The work is not merely about providing physical shelter. Sr. Cecille says it is also about addressing the root of homelessness and finding ways for the homeless to gain socio-economic and political empowerment.
Many Tuluyan “guests” turned their lives around through basket weaving, food vending, running small businesses in rolling stalls and earning with rent-to-own tricycles. One family even went into farming, away from the bad city, and discovered a whole new world.
By its ninth year, Tuluyan had served a total of 330 individuals (220 adults and 108 children). Its center-based livelihood programs have benefited 86 families, while its area-based income-generating projects have served 18 families.
Material benefits are easier to count, but the changes in the quality of life, that is, the intangibles, are even more important.
Because they are mobile, street families are not included in the national census. Tuluyan offers context: There are 3.1 million homeless people in Metro Manila. Nearly 10 percent of the 39 million Filipinos aged 6 to 24 are considered out-of-school children and youth (OSCY) living in Manila.
For its anniversary, Tuluyan published “Tales from the Streets,” a collection of personal stories of how Tuluyan helped street families and young people get back their lives.

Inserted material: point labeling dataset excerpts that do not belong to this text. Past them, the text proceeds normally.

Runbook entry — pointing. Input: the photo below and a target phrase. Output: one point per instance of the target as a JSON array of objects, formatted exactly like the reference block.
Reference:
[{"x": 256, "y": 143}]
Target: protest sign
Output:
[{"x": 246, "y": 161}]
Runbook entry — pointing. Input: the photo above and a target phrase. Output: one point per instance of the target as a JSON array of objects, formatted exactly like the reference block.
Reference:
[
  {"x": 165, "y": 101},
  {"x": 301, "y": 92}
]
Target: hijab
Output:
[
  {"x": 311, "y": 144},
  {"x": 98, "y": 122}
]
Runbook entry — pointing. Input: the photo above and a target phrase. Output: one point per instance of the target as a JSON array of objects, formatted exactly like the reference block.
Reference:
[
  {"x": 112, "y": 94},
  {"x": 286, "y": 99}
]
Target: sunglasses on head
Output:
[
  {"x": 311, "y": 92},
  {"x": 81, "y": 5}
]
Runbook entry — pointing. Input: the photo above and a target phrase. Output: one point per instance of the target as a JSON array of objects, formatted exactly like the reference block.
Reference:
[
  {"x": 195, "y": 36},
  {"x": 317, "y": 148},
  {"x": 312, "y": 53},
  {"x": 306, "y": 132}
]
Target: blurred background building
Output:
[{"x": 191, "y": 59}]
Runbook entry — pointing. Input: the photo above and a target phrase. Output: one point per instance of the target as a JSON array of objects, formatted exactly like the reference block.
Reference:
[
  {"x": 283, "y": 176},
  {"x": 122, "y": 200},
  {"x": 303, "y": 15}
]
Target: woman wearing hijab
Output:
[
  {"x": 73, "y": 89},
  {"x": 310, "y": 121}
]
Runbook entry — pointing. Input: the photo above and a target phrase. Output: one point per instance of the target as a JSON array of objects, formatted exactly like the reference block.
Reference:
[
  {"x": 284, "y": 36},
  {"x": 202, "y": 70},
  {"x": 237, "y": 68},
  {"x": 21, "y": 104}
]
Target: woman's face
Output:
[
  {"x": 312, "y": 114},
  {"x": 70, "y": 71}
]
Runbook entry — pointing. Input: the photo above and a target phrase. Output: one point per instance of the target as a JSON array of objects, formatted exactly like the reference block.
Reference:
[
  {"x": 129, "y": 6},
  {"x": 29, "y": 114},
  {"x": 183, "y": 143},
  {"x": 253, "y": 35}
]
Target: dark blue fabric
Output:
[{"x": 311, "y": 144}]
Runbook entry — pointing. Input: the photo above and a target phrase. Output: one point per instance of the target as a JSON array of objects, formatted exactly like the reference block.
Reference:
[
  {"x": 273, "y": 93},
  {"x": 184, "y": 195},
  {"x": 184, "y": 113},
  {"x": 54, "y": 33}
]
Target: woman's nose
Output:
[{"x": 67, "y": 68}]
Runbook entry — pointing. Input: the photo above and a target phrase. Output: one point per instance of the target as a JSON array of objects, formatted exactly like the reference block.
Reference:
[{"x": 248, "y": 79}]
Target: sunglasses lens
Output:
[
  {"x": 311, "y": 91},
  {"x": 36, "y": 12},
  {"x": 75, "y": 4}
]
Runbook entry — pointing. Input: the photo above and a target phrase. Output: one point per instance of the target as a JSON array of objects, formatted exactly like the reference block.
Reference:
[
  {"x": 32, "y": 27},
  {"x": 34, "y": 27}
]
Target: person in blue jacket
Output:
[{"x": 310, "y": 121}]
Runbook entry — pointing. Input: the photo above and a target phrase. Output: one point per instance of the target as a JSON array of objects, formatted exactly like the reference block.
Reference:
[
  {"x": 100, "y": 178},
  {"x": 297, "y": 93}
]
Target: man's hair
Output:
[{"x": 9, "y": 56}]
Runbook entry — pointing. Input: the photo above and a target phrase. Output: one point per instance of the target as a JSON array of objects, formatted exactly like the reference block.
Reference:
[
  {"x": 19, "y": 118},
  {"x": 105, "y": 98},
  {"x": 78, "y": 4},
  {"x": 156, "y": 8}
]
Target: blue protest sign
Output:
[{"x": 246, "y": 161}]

After the Dec. 9 anniversary Mass at the St. Scholastica’s College chapel, Tuluyan beneficiaries shared how their lives progressed from homelessness and scavenging to having homes and regular sources of income, and going back to school.
Met in Rizal Park
Recalls Lito Tedranes, whose family was present in the anniversary: “My wife and I met at Rizal Park in 1995. We both grew up in the streets. We got married in 1996. We rented a small room in Baseco Compound in Tondo but after it burned down, we went back to the streets. To survive, we scavenged every night and went to soup kitchens for our meals.”
After finding their way to Tuluyan, life for the Tedranes family changed. “We learned the meaning of unity and getting along with others. Sometimes I would do gardening in Tuluyan, my wife Evelyn would do laundry and cleaning to earn money. Our only son, Jonas, now 14, attended Alternative Learning System classes and is a Tuluyan scholar. We also acquired a sidecar for our kalakal (scavenging).”
The Tedranes family, upon Tuluyan’s recommendation, has moved to a farm in Batangas to start another chapter in their life.
Bea Juliana Talan was 10 years old when she and her mother came to Tuluyan. Her parents had separated when she was a baby.
She helped her mother sell plastic bottles picked up from streets and alleys. Bea joined Tuluyan activities, among them a summer camp with children from Smokey Mountain, a former garbage dump.
Bea narrates, “My mother found another partner and together they had four children. One suffers from a heart condition. Then my mother got jailed for being a drug pusher. Now the task of caring for my siblings has fallen on me. My stepfather gives very little for our needs.
“In spite of our current situation and concerns, I have maintained being an honor student in my Grade 10 classes at Pasay City North-Tramo High School. I have consistently been awarded in the last three years for theater and stage acting and was placed in a Special Program for the Arts.”
Bea adds that she has always been chosen to represent her school in drama competitions. “I hope to finish my studies, give joy to others even as I continue helping my family.”
Bea is among the beneficiaries of Tuluyan’s Project CARE (Child Aid for Revitalizing Education) for in-school and out-of-school street children whose families are financially constrained. Funding agencies and individuals have helped Tuluyan with its projects.
St. Scholastica’s College of Music and the Battig (Music) Foundation have partnered with Tuluyan for a program called “From the Streets to Strings.” There is no scarcity of musical talent in the streets.
Sr. Cecille can only enthuse, “We look back with gratitude and look forward with hope.”
From Mother Prioress Adelaida Ygrubay, OSB: “The poor are not just recipients. We learn from them by walking beside them and behind them. The poor are evangelizing us, and have much to teach us about the suffering of Christ.”